Guest post by Vincenzo Caccioppoli, consultant expert in economics and marketing and journalist for Affari Italiani.
The connection between climate change and pollution seems to be an incontrovertible fact. Can blockchain technology be a solution?
So, what has been done and what more can be done to find solutions to this critical issue? Until now, apart from conferences and initial measures to reduce greenhouse gas emissions into the atmosphere, very little progress has been made. Why then, in order to make progress, don’t we rely on what technology has to offer, such as artificial intelligence and blockchain?
Blockchain, for example, could be a major ally in the difficult task of reducing air pollutants. Its peer-to-peer system reduces costs and increases trust and security in transactions.
This is also being noticed by the United Nations, considering that recently its United Nations Framework Convention on Climate Change stated that it would support a blockchain platform to make use of its great potential, precisely in order to achieve better control and reduction of emissions of harmful substances into the atmosphere and increase the search for funds to finance environmental projects.
One of the major problems of climate change is precisely that of finding funds to finance sustainable and environmentalist campaigns. According to the Paris climate agreements, 100 million dollars a year would be needed to finance the poorest countries precisely through actions aimed at limiting the damage caused by climate change.
In reality, only $10 million is the figure that is being disbursed. This is mainly due to bureaucratic difficulties in securing funding. Blockchain, as already seen on several occasions, could be a very useful tool to increase the speed and security of financial transactions that are directed towards the intended purposes.
“Smart contracts could automate payment of grants, making it easier for smaller-scale projects to receive funding and more cost-effective, and less risky for investors,” said at a recent international conference Alastair Marke, general manager of the BCI, who specialises in projects in Africa.
Blockchain technology as a decentralised system allows avoiding a series of intermediate steps that slow down the processes both for financing and for decision making.
In this sense, for example, blockchain could help countries to keep their harmful gas emission targets under control, making them easily traceable and allowing the monitoring to be open to all.
The same goes for the exchange on site of energy produced from renewable sources, which thanks to the blockchain could be direct and without the need for intervention of energy companies, which inevitably slow down the process and also make it rather hazy and opaque.

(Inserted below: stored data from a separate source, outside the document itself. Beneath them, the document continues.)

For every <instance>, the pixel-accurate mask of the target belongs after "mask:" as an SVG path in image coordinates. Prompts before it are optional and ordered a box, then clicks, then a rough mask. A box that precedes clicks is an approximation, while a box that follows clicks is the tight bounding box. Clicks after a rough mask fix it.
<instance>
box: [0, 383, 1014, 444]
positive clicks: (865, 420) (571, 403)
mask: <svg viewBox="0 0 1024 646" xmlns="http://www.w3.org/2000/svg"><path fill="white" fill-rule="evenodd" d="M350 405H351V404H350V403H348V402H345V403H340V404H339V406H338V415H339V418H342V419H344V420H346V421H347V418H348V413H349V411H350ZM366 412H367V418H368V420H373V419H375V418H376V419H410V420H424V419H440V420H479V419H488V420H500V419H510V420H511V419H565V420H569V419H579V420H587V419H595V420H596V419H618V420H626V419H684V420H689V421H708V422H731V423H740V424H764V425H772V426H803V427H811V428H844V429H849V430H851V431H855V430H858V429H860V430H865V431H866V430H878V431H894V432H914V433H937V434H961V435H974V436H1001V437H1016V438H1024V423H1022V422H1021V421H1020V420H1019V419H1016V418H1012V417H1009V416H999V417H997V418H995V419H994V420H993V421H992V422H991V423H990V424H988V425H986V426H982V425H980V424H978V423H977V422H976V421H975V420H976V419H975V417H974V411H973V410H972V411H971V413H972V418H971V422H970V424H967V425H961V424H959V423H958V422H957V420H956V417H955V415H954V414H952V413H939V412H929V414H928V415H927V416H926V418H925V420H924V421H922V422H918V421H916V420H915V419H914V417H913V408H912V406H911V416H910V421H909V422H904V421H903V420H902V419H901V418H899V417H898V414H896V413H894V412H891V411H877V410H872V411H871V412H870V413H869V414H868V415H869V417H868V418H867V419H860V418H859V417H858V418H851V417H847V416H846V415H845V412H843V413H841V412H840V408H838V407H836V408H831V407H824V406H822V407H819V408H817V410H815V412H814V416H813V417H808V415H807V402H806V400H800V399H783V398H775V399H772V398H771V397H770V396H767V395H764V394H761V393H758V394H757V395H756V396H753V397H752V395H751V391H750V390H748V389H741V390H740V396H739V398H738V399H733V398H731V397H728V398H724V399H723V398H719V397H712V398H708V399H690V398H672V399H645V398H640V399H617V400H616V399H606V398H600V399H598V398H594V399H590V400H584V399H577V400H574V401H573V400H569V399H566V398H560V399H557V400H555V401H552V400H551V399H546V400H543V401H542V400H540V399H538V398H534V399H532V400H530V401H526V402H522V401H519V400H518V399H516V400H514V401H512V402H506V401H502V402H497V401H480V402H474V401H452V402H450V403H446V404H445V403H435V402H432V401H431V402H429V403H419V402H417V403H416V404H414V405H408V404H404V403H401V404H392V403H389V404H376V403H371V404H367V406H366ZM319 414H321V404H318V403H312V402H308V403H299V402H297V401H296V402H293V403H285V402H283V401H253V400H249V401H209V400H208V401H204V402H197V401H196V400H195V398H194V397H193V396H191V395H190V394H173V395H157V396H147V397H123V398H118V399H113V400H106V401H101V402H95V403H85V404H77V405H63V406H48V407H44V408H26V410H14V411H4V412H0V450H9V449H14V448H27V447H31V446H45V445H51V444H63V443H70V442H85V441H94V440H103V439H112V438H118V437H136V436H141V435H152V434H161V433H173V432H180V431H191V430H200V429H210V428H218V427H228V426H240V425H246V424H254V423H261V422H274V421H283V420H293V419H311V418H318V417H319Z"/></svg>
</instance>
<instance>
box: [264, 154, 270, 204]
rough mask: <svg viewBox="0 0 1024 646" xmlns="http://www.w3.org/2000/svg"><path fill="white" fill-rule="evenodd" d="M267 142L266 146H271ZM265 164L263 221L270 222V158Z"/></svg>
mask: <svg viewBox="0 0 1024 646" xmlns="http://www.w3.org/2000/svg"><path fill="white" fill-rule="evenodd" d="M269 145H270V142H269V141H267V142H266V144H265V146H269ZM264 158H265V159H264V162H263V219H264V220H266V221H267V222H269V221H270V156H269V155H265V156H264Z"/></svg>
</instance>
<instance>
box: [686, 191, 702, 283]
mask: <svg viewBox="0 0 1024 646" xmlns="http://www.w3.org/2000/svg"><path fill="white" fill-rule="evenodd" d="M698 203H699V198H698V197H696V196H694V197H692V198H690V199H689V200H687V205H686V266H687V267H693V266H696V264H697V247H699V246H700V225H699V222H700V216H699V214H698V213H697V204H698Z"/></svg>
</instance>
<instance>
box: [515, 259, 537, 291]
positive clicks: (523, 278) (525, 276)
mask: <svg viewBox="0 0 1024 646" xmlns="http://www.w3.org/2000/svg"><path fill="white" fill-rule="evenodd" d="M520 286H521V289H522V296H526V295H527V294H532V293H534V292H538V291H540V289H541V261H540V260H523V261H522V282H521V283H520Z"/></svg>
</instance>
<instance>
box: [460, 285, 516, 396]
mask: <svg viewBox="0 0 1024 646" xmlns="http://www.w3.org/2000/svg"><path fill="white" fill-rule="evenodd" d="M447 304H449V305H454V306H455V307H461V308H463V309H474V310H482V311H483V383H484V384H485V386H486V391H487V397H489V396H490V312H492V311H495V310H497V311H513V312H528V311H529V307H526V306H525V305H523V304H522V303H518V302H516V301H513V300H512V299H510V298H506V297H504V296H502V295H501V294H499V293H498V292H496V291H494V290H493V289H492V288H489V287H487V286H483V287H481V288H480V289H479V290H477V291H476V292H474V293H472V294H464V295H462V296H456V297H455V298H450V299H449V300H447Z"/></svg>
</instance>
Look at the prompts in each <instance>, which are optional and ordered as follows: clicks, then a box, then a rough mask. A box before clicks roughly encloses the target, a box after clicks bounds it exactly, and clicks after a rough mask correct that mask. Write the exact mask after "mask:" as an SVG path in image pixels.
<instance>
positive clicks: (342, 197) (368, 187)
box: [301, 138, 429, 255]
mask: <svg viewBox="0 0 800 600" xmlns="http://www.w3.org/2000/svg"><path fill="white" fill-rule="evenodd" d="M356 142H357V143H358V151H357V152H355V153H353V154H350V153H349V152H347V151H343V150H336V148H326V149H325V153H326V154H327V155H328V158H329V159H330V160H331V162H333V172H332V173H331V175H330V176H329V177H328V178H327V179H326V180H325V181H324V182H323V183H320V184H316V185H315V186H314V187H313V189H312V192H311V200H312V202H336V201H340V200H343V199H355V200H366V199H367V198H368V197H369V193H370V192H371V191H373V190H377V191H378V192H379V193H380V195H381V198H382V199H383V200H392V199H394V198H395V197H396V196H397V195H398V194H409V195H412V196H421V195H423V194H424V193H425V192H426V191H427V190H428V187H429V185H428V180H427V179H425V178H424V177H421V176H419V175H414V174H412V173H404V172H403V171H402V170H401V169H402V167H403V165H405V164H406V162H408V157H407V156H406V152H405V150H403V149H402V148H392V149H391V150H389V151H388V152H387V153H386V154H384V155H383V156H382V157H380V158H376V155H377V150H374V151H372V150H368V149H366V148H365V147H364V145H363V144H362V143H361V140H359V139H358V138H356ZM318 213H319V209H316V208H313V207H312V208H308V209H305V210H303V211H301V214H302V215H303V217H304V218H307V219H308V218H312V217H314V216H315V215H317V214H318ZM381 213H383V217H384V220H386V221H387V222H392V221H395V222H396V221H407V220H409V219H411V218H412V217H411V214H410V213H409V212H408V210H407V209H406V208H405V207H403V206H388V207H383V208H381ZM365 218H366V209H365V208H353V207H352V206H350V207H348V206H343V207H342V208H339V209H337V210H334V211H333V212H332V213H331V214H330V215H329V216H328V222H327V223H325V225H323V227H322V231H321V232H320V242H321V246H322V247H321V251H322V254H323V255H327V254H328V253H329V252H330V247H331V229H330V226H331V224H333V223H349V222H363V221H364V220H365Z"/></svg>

It is also important not to underestimate what the blockchain can do for the traceability of the agricultural supply chain in the food sector, reducing a whole series of uncertain steps that do not allow the optimisation of the entire lengthy process that goes from production to the final consumer.
An initiative called Plastic Bank, for example, is also trying to create blockchain-based tokens that can be earned by collecting plastic waste to help impoverished communities – first in Haiti and now in several countries around the world. The tokens can be converted into cash, fuel for cooking or education vouchers, among other things.
The same can be said for EarthBi, which is working to eliminate plastic pollution thanks to a new biodegradable material.